My daughter walks dogs from the stray rescue organization in St Louis. Even after she adopted one of the dogs she continues to be an enrichment buddy for one particular dog. Thank you for getting involved with the shelter dogs - they are wonderful!

Anonymous said...

Please send pictures of the dogs, too, won't you? How wonderful for both them and you!

Anonymous said...

Oh, the idea of you writing cards for the dogs is such a good idea.

Meegan said...

Can't think of a better way for you to start out your day. Shelter dogs are so remarkable in their sheer joy of life - even when they may have been so poorly treated, It's uplifting to be around. I hope you get to re-write their dog bios too.

Anonymous said...

We have a doggy adopted from a rescue group in Clearwater. She was found in a field with 5 puppies and all were sick.
She was(the Vet estimated) just a little past one year old. We brought her home, cleaned her up, nursed her back to health and she has adores us.
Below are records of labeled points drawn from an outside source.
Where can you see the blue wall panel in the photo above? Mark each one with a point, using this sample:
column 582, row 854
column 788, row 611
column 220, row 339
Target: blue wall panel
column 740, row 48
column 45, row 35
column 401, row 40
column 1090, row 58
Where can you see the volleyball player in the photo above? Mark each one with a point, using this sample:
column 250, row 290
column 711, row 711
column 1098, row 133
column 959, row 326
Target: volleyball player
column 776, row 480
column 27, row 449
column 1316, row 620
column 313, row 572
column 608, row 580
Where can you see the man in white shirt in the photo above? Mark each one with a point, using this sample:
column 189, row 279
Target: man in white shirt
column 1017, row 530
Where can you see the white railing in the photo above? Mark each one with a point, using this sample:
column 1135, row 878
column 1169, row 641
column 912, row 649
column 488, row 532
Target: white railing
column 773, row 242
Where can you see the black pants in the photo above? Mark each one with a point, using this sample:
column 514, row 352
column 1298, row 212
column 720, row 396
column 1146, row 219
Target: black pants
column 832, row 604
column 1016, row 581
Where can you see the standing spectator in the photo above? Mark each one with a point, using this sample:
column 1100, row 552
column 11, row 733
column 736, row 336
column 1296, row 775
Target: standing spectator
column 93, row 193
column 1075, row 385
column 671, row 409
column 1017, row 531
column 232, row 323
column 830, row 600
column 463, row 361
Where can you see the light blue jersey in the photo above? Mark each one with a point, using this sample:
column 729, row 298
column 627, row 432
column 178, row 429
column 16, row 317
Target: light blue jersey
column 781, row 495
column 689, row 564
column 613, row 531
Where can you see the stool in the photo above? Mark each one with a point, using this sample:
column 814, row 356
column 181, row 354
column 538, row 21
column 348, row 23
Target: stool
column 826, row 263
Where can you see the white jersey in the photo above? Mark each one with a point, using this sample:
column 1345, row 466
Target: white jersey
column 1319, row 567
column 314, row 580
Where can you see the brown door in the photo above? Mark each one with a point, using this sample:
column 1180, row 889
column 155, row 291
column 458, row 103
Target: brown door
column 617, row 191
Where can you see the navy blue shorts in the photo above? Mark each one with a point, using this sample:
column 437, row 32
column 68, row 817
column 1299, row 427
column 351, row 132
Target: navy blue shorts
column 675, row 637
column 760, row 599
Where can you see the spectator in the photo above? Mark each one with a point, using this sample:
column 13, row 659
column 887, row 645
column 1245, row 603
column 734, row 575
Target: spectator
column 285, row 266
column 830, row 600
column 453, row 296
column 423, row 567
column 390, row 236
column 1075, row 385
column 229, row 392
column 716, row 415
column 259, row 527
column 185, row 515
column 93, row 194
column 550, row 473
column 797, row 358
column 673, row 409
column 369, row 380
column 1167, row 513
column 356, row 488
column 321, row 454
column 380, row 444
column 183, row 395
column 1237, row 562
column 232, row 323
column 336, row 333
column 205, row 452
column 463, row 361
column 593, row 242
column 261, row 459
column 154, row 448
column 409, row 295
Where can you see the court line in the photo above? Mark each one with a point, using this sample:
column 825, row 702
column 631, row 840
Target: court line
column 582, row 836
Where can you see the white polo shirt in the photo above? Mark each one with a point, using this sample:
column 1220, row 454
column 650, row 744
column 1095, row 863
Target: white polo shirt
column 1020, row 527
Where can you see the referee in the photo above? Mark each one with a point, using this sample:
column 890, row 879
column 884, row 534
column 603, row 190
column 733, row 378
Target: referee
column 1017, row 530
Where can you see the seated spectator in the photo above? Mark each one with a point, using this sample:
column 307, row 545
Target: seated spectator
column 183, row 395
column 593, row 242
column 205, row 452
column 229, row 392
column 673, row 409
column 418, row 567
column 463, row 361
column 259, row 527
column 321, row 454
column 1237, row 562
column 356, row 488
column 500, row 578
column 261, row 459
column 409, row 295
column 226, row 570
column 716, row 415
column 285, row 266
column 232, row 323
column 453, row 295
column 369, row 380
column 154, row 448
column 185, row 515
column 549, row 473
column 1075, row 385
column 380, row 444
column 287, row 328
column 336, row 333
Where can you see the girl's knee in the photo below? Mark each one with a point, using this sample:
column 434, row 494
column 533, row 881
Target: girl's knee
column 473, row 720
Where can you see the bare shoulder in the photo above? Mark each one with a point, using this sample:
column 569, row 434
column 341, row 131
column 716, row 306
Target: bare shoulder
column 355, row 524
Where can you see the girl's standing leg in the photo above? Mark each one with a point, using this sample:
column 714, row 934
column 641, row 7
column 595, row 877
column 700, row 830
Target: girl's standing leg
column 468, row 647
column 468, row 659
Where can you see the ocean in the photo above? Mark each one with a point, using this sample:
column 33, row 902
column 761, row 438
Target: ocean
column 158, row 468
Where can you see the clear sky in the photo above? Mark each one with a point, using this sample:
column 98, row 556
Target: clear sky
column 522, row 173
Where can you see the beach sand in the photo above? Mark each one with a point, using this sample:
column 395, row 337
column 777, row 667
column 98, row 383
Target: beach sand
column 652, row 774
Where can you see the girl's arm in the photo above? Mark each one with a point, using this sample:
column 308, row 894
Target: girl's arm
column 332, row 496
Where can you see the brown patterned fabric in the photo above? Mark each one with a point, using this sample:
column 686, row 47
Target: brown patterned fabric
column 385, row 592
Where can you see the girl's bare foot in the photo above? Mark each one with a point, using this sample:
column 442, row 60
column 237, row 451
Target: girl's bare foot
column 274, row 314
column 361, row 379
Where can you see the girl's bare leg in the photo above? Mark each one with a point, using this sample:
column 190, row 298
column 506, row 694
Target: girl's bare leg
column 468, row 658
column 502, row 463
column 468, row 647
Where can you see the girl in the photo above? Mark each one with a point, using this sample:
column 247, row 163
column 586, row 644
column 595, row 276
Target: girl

She's a little black and gray Cairn named Cricket! and needless to say, she now owns the place and lets us live here! Love your stories and sense of humor....if you're ever down in Sarasota, would love to meet you! Liz

Anonymous said...

I think what you are doing is wonderful! I help out sometimes at our local shelter and also live with five cats, two of which had two homes before they came to live with us, after the latest owners unsuccessfully tried to surrender them to all their local shelters.

What gets me every time is not the younger animals, who don't know any different from the shelter. It's the older ones, who have learnt how to interact with humans and clearly crave that contact but find themselves in a pen, most of the time through no fault of their own.